La musique moderne - 1ère moitié du XXème siècle
De nouvelles voies
A la fin du XIXème siècle des compositeurs tentent d’explorer de nouvelles voies dans la composition musicale. Se dégagent ainsi quelques lignes directrices fortes dans la manière de concevoir la musique.
Remise en cause du système tonal
Depuis la Renaissance, la musique occidentale est fondée sur ce que l’on appelle le système tonal avec un ensemble de règles et de lois régissant la manière d’écrire des mélodies et de les harmoniser.
Complément sur le système tonal
Le système tonal est caractérisé par un ensemble de 7 notes, dont notre fameuse gamme de Do est le modèle, notes qui entretiennent entre elles des rapports particuliers :- Les écarts « musicaux » entre les notes ne sont pas tous équivalents.

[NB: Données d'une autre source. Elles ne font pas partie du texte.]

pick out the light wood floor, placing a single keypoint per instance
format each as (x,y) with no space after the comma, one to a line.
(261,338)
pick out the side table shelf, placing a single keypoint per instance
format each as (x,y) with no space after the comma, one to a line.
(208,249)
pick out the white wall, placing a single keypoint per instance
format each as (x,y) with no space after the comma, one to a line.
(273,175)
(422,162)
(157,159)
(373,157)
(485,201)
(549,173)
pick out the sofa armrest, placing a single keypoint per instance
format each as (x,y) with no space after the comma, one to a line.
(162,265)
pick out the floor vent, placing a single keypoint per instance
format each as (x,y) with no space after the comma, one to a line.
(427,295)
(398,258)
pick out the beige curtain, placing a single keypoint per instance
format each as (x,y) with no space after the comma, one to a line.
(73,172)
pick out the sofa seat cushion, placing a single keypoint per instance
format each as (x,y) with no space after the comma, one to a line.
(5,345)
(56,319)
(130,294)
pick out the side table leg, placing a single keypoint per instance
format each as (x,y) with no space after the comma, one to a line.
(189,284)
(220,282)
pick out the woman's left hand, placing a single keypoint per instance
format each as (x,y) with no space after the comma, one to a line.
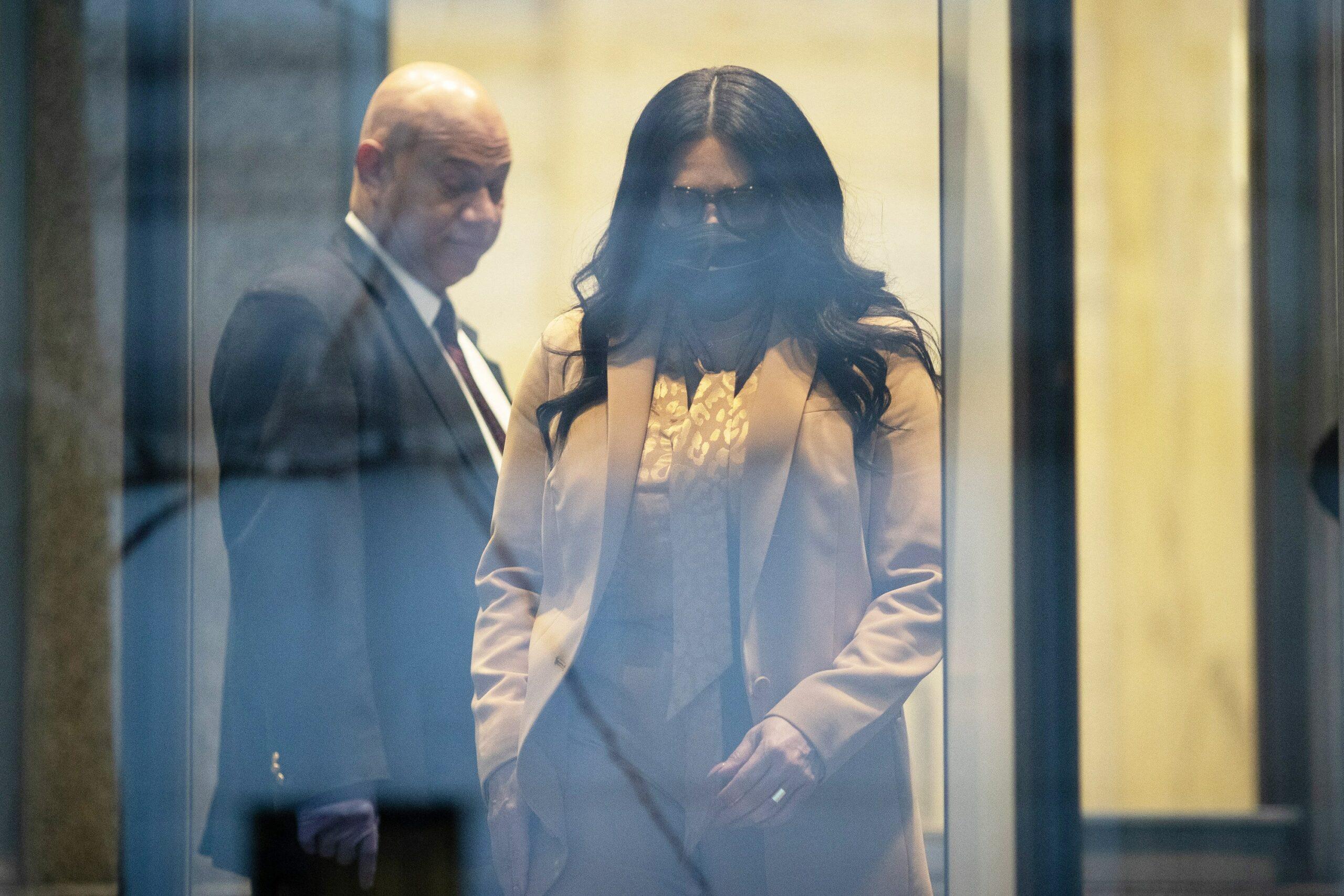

En musique occidentale, le plus petit écart musical utilisé est le ½ ton.
Voici quels sont les écarts musicaux entre les notes de notre gamme de Do :
- Lorsque l’on utilise ces notes dans le but d’écrire une mélodie, elles exercent entre elles des phénomènes de tension et de détentes qui tendent à « imposer » à l’oreille l’utilisation de certaines d’entre elles plutôt que d’autres. La première de ces notes de la gamme (appelée tonique) et la cinquième (appelée dominante) jouent un rôle fondamental.
Voici une mélodie de 5 notes jouée en partant de la tonique. Les quatre premières sont toujours les mêmes : I III V VI (les chiffres romains représentant la position de la note dans la gamme, I est la première note, III est la troisième etc.)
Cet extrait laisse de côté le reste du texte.